Nowhere in the mystery writer’s manual does it say that the protagonist of a gothic-suspense yarn must be a woman, or must be an amateur. Nowhere does it say that an author can’t take a tough-guy private eye—the sort of hero who feels most at home in a snappy tale about gangsters and gun molls—and install him in a big old country house where secrets rattle around like rats behind the wainscoting. That, in fact, is what Lawrence does here, in the first installment of what became a three-book series that centers on Manhattan-based P.I. Mark East.
In the dead of winter, East ventures to the remote outpost of Crestwood (presumably located somewhere in Upstate New York), where the wealthy Morey family has rented the old Davenport place. It’s a rather small household, consisting of hearty Jim Morey and his troubled wife, Laura, who spends much of her time alone; their two daughters, 10-year-old Anne and 2-year-old Ivy; and Joseph Stoneman, a grizzled, cranky archeologist who claims Jim as a patron. Stoneman, as it turns out, is the client who has lured East away from his urban habitat. Animated by vague premonitions of danger, the archeologist hires the sleuth to act as his bodyguard (while posing as his secretary). Before long, though, East has reason to believe that it’s not Stoneman’s life that needs guarding. Violence, when it comes, is literally domestic: It strikes a cook and housekeeper named Mrs. Lacey, and then it strikes a maid named Florrie Simmons. No one can say why anybody would want to kill those salt-of-the-earth local women, and that fact only intensifies the aura of fear that now hangs over the Morey ménage.

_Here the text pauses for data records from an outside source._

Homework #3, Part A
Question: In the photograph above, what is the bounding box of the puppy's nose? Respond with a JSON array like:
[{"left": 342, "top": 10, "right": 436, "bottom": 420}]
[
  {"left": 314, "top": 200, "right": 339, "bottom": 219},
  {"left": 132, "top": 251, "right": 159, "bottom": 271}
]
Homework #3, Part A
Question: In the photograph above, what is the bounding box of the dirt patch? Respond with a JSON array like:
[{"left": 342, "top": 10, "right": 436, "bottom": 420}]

Lawrence knows how to sketch a character into being and how to etch a scene with varieties of shading that are alternately light and dark. She peoples the world around Crestwood with affectionately drawn comic supporting players, including a pair of spinsters, Miss Beulah Pond and Miss Betsy Petty, who befriend East and emerge as his cohorts in crime-solving. The mood that she creates, meanwhile, shifts quickly and credibly from frothy amusement to icy dread. What she doesn’t know, it seems, is how to make the gears of her tale—not just the overt narrative, but also the covert story of what’s really taking place over at the Davenport house—mesh together convincingly. Of course you expect a gothic novel to be, well, gothic. You expect it to test your willingness to suspend disbelief. But Lawrence serves up an epically convoluted plot that’s hard to understand and, therefore, hard to believe. The story-behind-the-story that East reveals in the denouement has the potential to pack a real punch, and it certainly comes as a surprise. Yet it isn’t a surprise that Lawrence has prepared readers for, either through sound clueing or through careful psychological foreshadowing.